Her ideolojik oluşumun, diğer oluşumlarla kesişen veya farklılaşan tarafları var. Bu kesişmeler ve farklılıklar, değişip-dönüşen koşullara göre değişiklik gösterebilmektedir. Burada her ideolojinin kendi özgül bağlamı içinde diyakronik veya senkronik bir analizini yapmaya girişmeyeceğim. Bunun yerine, veganlığın kültür ve toplum kavramlarına yaklaşımı ile diğerlerinin yaklaşımlarını karşılaştırarak, çatışan noktaları işaret edeceğim. Böylece toplumsal olanı işaret ettiğimizde hangi türcü söylemlerin ön plana çıktığını ve veganlığın bunlara karşı hangi argümanları üretmeye çalıştığını anlatmaya çalışacağım.

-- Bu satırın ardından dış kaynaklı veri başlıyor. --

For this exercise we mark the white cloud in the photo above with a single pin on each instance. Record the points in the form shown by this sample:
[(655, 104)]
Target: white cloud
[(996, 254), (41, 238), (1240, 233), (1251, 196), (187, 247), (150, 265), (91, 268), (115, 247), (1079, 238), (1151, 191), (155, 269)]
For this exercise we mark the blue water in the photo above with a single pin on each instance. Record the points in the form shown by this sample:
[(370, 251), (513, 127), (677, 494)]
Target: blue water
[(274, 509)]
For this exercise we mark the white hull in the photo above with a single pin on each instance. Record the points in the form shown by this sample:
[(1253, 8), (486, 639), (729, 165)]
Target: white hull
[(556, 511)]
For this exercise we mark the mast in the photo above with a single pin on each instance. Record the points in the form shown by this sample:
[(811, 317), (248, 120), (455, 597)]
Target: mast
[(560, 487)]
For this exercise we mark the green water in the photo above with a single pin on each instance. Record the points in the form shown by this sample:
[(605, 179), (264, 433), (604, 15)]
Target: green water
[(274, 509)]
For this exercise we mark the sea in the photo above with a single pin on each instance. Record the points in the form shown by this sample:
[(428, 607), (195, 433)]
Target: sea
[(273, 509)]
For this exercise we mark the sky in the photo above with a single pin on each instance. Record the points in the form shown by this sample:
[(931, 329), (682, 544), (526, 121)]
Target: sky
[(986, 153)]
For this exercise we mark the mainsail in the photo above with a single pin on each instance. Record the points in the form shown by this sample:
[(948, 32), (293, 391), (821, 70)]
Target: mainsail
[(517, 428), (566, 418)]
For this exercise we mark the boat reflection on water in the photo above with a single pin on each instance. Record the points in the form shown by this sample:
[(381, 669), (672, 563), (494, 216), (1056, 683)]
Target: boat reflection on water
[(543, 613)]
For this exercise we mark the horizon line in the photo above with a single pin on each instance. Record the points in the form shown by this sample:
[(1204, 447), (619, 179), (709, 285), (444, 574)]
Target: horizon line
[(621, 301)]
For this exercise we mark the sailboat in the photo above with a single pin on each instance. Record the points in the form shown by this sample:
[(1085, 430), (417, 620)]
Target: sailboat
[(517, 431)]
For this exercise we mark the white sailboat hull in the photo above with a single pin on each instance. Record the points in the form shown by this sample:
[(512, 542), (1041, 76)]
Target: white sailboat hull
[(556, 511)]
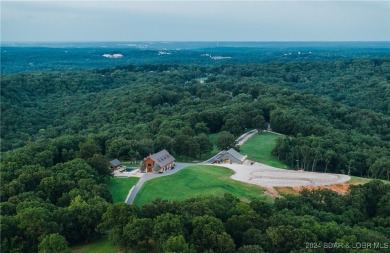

Diyalektik Materyalizm mi Yoksa İnsana Ait Olanın Diyalektiği mi?: Marksizm ve Vegan Hareket İlişkisi

Karl Marks ve Friedrich Engels’in Darwin hayranı oldukları iddia edilir. İnsanla insan-olmayan hayvanlar arasındaki ayrım bir kopuştan değil, devam eden bir sürekliliğin ortaya koyduğu farklılaşmadan kaynaklandığı, bu farklılaşmanın da temelinde doğadaki yaşam koşulları ve bu koşullara uyum sağlamanın gerekliliğinin yattığı düşünülür. Daha önemlisi, Darwin’in İnsanın Türeyişi eserinde bahsettiği üzere bu ayrım, niteliksel bir ayrımdan ziyade nicelikseldir. Foti Benlisoy da 1+1 Express’de yazdığı “Hayvan özgürleşmesi insanın da özgürleşmesidir” başlıklı yazısında Darwin ile Marks ve Engels’in insan-olmayan hayvanları tanımlama noktasında uzlaştıklarını temel metinlere atıflı biçimde iddia eder. Neyse ki Benlisoy, bir bilim insanına yakışan bir olgunlukla aynı yazıda, Marks ve Engels’in her ne kadar insan-olmayan hayvanları tanımlama noktasında -sanıldığı kadar- türcü olmadığını iddia etse de yine de hayvan hakları mücadelesi konusunda Marks ve Engels’in çok yetersiz kaldığını ve bu mücadele içindeki grupları “burjuva yanlısı” olarak tanımladıklarını söyler. Benlisoy’un yazısını okumanızı tavsiye ederim, etkileyici gerçekten, öyle ki içinde birazcık Marksist bir eğilim taşıyanlarınız varsa bu yazı size “Aaa bu açıdan hiç düşünmemiştim, peki şimdi ne yapmalıyım” dedirtiyor. Fakat okumaya devam ettiğinizde bu sorunuzun askıda kaldığını fark ederek üzülüyorsunuz. Benlisoy ve benzer hassasiyeti taşıyan insanlar, eleştirel hayvan çalışmalarına dair karşı cepheden öyle güçlü söylemler üretirler ki pratikte hayvan hakları mücadelesini yürüten birçok kişi şaşıp kalır. Bu durum, beyaz, batılı, aristokrat birinin köle hakları lehine ürettiği söylemlere benzer adeta. Günün sonuna gelindiğinde, ne Marks ve Engels’in türcü olup-olmadığı meselesi, ne de Marksizm ideolojisinin eleştirel hayvan çalışmalarına bazı noktalarda güçlü perspektifler kazandırması, günümüz koşullarında sömürülmekte olan milyarlarca insan-olmayan hayvanlara çare olmuyor. Belki de ukala görünmeyi göze alarak pat diye sormak lazım: “Benlisoy (vd.) ne kadar vegansın yoldaş?”.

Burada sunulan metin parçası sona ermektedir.